Prior to all the bullpen activity, Hiroki Kuroda made the start and pitched pretty well once again. He got ahead of a lot of hitters and was able to induce plenty of ground balls (52.4% GB-rate, eight ground-outs to just four fly-outs). In total, the unofficial staff ace went 6 1/3 innings; allowed eight hits and two runs while striking out four and allowing no walks. This is the fourth straight game, in fact, that a Yankees' starter hasn't allowed a walk, going back to Ivan Nova's five-walk outing against Houston last week.
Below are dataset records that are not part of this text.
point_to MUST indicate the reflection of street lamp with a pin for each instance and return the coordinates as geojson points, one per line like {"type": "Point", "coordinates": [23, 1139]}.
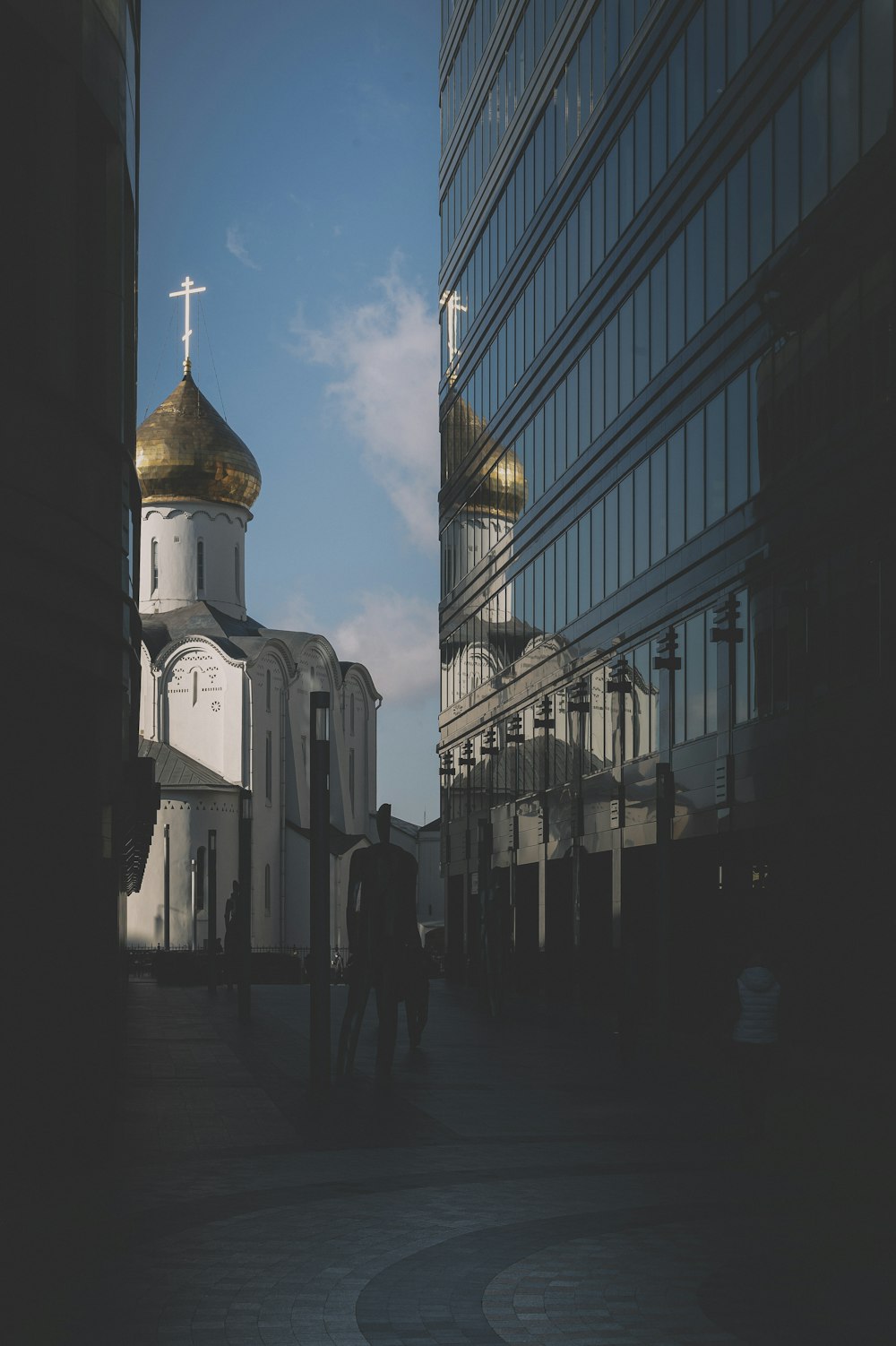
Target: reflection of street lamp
{"type": "Point", "coordinates": [727, 633]}
{"type": "Point", "coordinates": [668, 661]}
{"type": "Point", "coordinates": [577, 704]}
{"type": "Point", "coordinates": [319, 817]}
{"type": "Point", "coordinates": [490, 748]}
{"type": "Point", "coordinates": [619, 684]}
{"type": "Point", "coordinates": [469, 759]}
{"type": "Point", "coordinates": [244, 913]}
{"type": "Point", "coordinates": [547, 721]}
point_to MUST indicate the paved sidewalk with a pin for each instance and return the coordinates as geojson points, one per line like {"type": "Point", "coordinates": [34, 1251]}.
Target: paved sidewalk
{"type": "Point", "coordinates": [509, 1184]}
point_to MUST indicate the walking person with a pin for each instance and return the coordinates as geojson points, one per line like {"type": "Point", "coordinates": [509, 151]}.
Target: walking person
{"type": "Point", "coordinates": [230, 936]}
{"type": "Point", "coordinates": [755, 1040]}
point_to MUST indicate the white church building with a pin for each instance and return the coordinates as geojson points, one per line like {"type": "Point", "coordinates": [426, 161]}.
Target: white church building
{"type": "Point", "coordinates": [225, 703]}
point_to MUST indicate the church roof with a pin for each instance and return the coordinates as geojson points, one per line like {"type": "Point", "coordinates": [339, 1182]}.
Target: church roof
{"type": "Point", "coordinates": [230, 633]}
{"type": "Point", "coordinates": [187, 451]}
{"type": "Point", "coordinates": [241, 638]}
{"type": "Point", "coordinates": [340, 840]}
{"type": "Point", "coordinates": [175, 770]}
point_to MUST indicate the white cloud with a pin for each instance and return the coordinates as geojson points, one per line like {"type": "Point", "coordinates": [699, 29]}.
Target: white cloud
{"type": "Point", "coordinates": [393, 634]}
{"type": "Point", "coordinates": [237, 246]}
{"type": "Point", "coordinates": [295, 614]}
{"type": "Point", "coordinates": [386, 354]}
{"type": "Point", "coordinates": [397, 638]}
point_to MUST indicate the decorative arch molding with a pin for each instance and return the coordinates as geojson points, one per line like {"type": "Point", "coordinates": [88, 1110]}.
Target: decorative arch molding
{"type": "Point", "coordinates": [280, 653]}
{"type": "Point", "coordinates": [180, 648]}
{"type": "Point", "coordinates": [319, 651]}
{"type": "Point", "coordinates": [209, 512]}
{"type": "Point", "coordinates": [359, 675]}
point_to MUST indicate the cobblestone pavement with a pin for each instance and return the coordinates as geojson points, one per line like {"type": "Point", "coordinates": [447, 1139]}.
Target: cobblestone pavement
{"type": "Point", "coordinates": [509, 1184]}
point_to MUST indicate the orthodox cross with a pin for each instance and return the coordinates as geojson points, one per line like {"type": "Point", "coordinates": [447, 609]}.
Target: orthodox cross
{"type": "Point", "coordinates": [188, 289]}
{"type": "Point", "coordinates": [455, 308]}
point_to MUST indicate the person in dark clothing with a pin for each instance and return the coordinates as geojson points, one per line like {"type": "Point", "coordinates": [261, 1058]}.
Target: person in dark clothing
{"type": "Point", "coordinates": [755, 1040]}
{"type": "Point", "coordinates": [230, 936]}
{"type": "Point", "coordinates": [383, 941]}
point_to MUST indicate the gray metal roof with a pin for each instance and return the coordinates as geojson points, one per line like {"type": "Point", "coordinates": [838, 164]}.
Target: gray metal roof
{"type": "Point", "coordinates": [177, 772]}
{"type": "Point", "coordinates": [241, 640]}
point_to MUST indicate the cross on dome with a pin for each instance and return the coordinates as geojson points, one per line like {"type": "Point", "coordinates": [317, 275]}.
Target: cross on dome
{"type": "Point", "coordinates": [188, 289]}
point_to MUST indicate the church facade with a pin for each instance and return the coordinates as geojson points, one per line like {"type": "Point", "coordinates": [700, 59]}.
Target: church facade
{"type": "Point", "coordinates": [225, 703]}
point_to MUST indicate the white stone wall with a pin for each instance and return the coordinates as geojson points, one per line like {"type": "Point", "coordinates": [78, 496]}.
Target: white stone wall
{"type": "Point", "coordinates": [203, 707]}
{"type": "Point", "coordinates": [190, 815]}
{"type": "Point", "coordinates": [177, 530]}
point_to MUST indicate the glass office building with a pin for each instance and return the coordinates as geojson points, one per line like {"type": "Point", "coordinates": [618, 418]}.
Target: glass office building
{"type": "Point", "coordinates": [80, 802]}
{"type": "Point", "coordinates": [666, 412]}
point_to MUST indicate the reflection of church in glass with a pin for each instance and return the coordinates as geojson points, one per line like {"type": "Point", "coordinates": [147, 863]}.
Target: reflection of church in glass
{"type": "Point", "coordinates": [666, 412]}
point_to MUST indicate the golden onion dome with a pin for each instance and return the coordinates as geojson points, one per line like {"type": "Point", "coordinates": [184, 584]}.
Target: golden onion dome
{"type": "Point", "coordinates": [502, 490]}
{"type": "Point", "coordinates": [502, 477]}
{"type": "Point", "coordinates": [187, 451]}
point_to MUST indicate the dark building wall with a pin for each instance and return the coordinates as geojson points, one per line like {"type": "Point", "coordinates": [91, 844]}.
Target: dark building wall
{"type": "Point", "coordinates": [70, 536]}
{"type": "Point", "coordinates": [668, 302]}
Although they didn't hit for much power, with Jeter's double being the team's only extra base hit (Solarte just missed an eighth-inning solo homer, but the wind knocked it down shy of the right field wall), the Yankees worked plenty of long at-bats in their victory. All told, the Yankees drew six walks and saw a total of 163 pitches; that is a very pleasant sight, considering we saw very little of this in 2013.

Next up, another matinee. On Tuesday the Yankees will face these same Orioles with Ivan Nova opposing Wei-Yin Chen at 1:05 PM. The Yankees are now above .500 for the first time, standing at 4-3, while the Orioles drop to 2-5.